Irving—The Irving Public Library’s North Texas Teen Book Festival (NTTBF) presented the “Haunting Reads” online panel on Thursday, Oct. 22. Moderator Sara Roberts spoke with authors Kalynn Bayron, Zoraida Cordova, Nina LaCour, Shelby Mahurin, and Ellie Marney.

“A quick pitch is queer black girls team up to overthrow the patriarchy and the former Kingdom of Cinderella,” Bayron said of her book ‘Cinderella is Dead.’

Bayron wanted to shift the lens and write a book from a black woman’s perspective, because the theme of Cinderella involves a white princess looking for her prince charming.

“We have this very patriarchal, heteronormative society,” Bayron said. “Who is the most vulnerable in a situation like that? Clearly, it’s a black girl, and that kind of mirrors our society today. I think the most vulnerable among us are people who are in the LGBTQ community who have marginalized intersecting identities.”

Cordova spoke about her series, ‘The Hollow Crown Duology.’

“The first book is ‘Incendiary,’ and it is about a girl who is a memory thief,” Cordova said. “Her people’s magic is outlawed in this kingdom, inspired by 15th century Spain. After an attack on her rebel group, she goes back to the palace to infiltrate and try to bring down the king, so it’s lots of teen girls kicking butt.”

Cordova published three books this year including ‘Incendiary’ and ‘Wayward Witch,’ the third book in the ‘Brooklyn Brujas Series.’

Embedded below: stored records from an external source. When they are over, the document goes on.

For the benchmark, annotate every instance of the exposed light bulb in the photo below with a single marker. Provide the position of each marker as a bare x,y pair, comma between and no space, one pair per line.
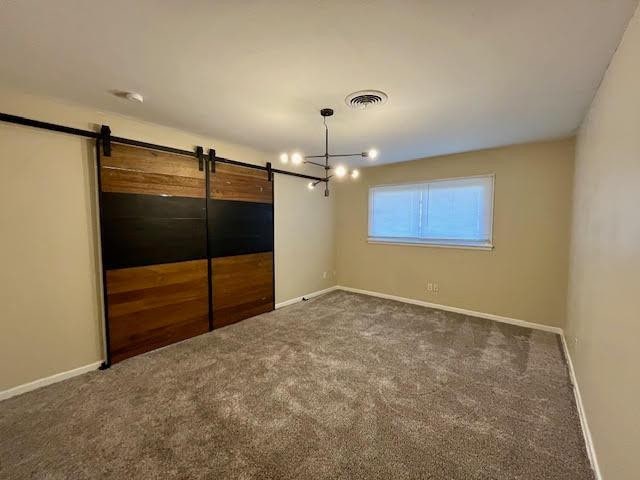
296,158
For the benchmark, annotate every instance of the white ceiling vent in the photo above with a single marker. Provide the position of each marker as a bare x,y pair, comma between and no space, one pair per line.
366,99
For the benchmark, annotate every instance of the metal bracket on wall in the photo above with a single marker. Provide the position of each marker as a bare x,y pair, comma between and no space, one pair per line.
105,136
212,160
200,155
269,172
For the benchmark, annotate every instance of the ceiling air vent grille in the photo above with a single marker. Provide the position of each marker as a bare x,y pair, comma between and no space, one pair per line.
366,99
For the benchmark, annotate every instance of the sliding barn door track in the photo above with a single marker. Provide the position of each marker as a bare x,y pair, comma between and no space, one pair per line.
104,139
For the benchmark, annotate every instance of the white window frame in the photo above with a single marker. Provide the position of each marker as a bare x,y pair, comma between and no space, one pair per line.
433,243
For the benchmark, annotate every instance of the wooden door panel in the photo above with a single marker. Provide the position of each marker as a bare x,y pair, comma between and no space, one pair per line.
153,306
139,170
232,182
242,287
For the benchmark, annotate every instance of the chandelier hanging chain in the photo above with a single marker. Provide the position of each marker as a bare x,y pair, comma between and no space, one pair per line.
340,170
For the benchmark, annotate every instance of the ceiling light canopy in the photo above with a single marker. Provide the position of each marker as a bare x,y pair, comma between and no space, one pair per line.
340,171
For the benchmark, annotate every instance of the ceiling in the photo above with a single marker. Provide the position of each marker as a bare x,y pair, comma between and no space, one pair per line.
460,75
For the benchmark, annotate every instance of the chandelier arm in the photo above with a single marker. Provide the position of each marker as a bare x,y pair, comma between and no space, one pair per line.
334,155
314,163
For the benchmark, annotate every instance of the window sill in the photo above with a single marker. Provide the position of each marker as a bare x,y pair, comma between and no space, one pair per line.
436,244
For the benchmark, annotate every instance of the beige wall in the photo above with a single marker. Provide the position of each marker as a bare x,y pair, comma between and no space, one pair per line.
524,277
603,328
50,316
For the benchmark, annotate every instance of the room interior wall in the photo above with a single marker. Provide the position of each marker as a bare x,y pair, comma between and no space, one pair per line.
524,277
50,293
603,327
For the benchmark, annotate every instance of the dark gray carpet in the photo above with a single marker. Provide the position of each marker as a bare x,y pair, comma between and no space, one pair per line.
342,386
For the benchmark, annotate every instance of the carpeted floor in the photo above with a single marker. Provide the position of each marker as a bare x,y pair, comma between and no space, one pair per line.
341,386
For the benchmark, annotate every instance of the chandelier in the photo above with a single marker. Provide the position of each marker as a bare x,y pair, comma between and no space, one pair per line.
339,171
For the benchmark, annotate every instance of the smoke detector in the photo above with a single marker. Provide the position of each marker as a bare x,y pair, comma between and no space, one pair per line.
365,99
131,96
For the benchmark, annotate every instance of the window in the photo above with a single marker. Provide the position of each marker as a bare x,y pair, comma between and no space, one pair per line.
456,212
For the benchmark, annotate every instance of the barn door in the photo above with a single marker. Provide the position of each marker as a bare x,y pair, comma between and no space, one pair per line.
240,242
154,249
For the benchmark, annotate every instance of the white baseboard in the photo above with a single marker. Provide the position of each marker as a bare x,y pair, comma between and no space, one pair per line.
471,313
310,295
588,440
42,382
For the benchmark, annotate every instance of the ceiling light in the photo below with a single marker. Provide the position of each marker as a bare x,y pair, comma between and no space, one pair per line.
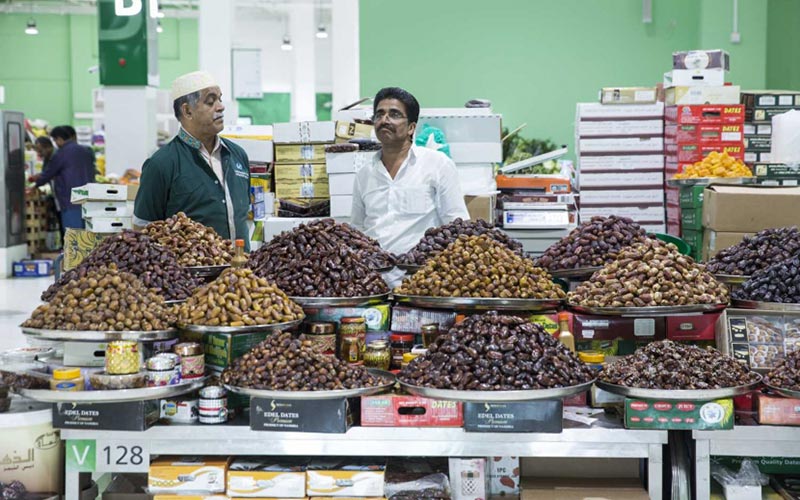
31,29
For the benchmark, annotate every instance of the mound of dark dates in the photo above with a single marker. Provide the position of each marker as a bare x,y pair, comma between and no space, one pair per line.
594,243
779,282
313,261
138,254
284,363
492,352
787,374
756,252
669,365
437,239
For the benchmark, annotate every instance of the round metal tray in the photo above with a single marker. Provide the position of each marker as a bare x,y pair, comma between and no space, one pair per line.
388,378
480,303
706,181
678,394
648,311
275,327
495,396
118,396
99,336
765,306
340,301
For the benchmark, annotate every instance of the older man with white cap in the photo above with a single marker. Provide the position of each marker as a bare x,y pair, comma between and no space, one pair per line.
197,172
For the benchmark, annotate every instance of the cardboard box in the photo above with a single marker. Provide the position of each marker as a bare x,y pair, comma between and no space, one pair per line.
262,477
671,415
750,209
336,477
410,411
103,192
172,474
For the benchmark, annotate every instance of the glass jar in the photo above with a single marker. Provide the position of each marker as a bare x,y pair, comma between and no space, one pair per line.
378,355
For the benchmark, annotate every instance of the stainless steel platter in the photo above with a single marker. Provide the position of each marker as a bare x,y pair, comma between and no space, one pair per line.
495,396
275,327
648,311
705,181
678,394
765,306
480,303
388,383
118,396
340,301
99,336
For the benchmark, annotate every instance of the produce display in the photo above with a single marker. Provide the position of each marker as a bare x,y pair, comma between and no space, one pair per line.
779,282
650,274
437,239
716,164
594,243
193,243
238,298
138,254
105,299
283,363
492,352
787,374
479,266
314,261
670,365
756,252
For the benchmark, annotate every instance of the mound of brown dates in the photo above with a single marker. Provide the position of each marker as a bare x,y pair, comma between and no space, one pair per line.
756,252
787,374
779,282
594,243
479,266
492,352
238,298
315,263
437,239
136,253
284,363
650,274
670,365
193,243
104,299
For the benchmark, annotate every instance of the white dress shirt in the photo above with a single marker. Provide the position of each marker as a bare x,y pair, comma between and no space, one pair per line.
425,193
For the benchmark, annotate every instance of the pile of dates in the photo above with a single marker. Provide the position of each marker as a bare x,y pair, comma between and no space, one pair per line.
238,298
787,374
313,261
756,252
193,243
492,352
284,363
103,300
650,274
479,266
135,253
438,238
671,365
779,282
594,243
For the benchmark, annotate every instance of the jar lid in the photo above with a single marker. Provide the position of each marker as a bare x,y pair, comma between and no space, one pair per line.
66,373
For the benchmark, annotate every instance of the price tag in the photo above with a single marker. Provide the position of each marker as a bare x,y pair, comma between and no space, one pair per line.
122,456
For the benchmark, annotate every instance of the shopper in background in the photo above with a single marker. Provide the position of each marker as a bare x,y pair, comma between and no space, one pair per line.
406,189
71,166
197,172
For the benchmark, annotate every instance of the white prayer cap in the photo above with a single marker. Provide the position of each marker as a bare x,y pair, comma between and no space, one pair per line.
192,82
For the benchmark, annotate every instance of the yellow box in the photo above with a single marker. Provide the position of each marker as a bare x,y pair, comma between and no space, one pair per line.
187,474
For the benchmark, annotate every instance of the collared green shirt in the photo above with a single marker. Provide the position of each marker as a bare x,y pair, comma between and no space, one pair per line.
178,179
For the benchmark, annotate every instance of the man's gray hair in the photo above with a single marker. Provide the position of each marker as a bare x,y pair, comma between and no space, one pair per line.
190,99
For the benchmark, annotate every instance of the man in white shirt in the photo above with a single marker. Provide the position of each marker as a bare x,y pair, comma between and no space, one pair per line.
406,189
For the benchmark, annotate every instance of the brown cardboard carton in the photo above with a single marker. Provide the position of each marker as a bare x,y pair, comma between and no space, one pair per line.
750,209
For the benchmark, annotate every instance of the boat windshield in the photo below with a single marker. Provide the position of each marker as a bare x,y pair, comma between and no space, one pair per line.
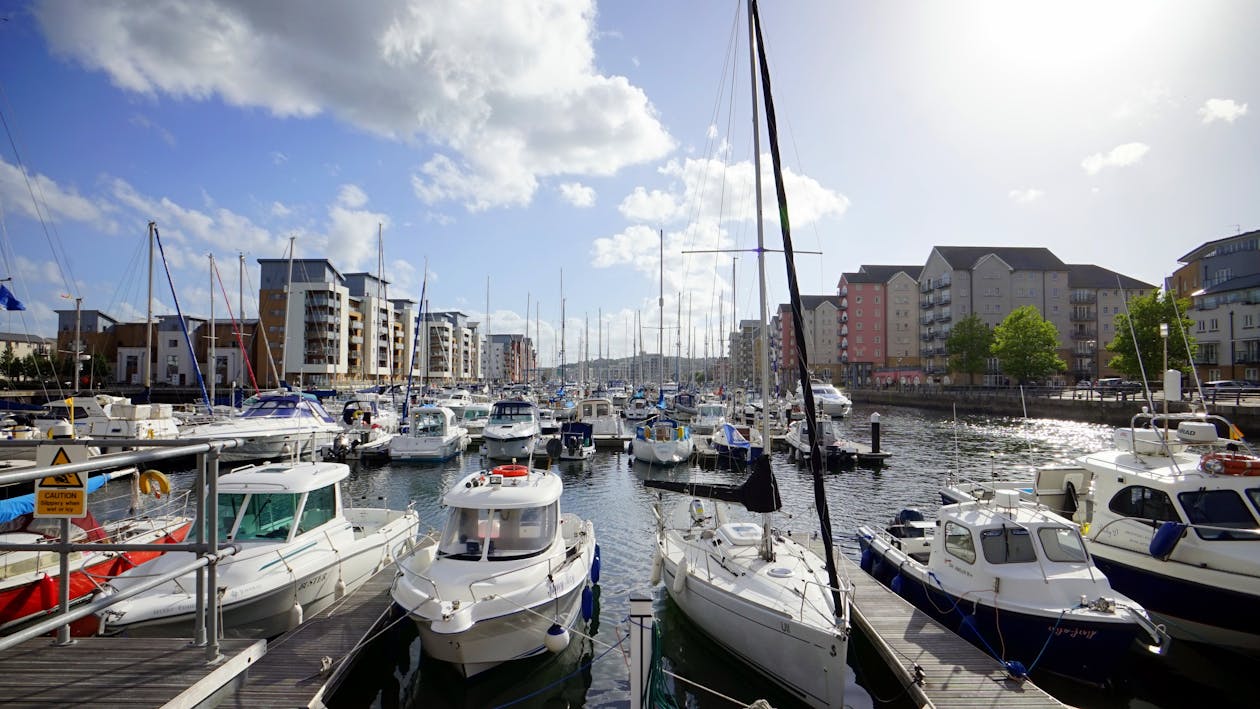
256,516
512,413
502,534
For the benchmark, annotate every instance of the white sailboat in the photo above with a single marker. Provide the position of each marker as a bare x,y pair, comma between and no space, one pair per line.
765,597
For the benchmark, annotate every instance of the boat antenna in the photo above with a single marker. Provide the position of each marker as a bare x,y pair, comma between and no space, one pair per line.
815,452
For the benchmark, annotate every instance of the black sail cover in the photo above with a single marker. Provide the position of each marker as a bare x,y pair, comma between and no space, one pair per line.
759,493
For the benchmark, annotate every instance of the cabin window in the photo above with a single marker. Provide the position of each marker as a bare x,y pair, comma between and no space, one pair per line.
465,533
265,516
959,543
1061,544
320,508
1007,545
1145,504
1219,509
523,532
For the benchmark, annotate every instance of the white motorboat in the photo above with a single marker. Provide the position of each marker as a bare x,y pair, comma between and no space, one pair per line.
275,426
710,416
600,413
432,436
759,592
832,442
512,431
830,401
508,576
1011,577
663,441
1171,515
300,549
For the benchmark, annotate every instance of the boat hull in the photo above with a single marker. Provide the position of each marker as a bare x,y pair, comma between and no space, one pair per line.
1082,649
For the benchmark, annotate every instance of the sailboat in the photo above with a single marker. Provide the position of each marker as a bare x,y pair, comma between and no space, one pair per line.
760,593
662,441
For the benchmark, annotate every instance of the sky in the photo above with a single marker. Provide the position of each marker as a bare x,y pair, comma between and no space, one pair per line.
542,150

“[‘Watch Over Me’] is a modern ghost story about a girl named Mila,” LaCour said. “She is 18, and she is displaced out of the foster system. She accepts an internship on a remote Northern California farm. Her first night there, she sees ghosts on the field and has to figure out whether this place is safe for her and what the ghosts want.”

“[‘Serpent & Dove’] is a series set in a French-inspired medieval kingdom with a witch, Lou, and a witch hunter, Reed, who are forced into a relationship, and they fall in love,” Mahurin said. “It’s an enemies to lovers situation.”

While many of the books had a supernatural element to them, Marney’s book ‘None Shall Sleep’ deals with a more realistic terror.

“My main character, Emma Lewis, has survived being kidnapped by a serial offender,” Marney said. “She is a trauma survivor. It was really important to me to be able to put a trauma survivor front and center in a book like this.”

Marney’s character needed to be a survivor to become a strong woman who overcame her traumatic experience as a child.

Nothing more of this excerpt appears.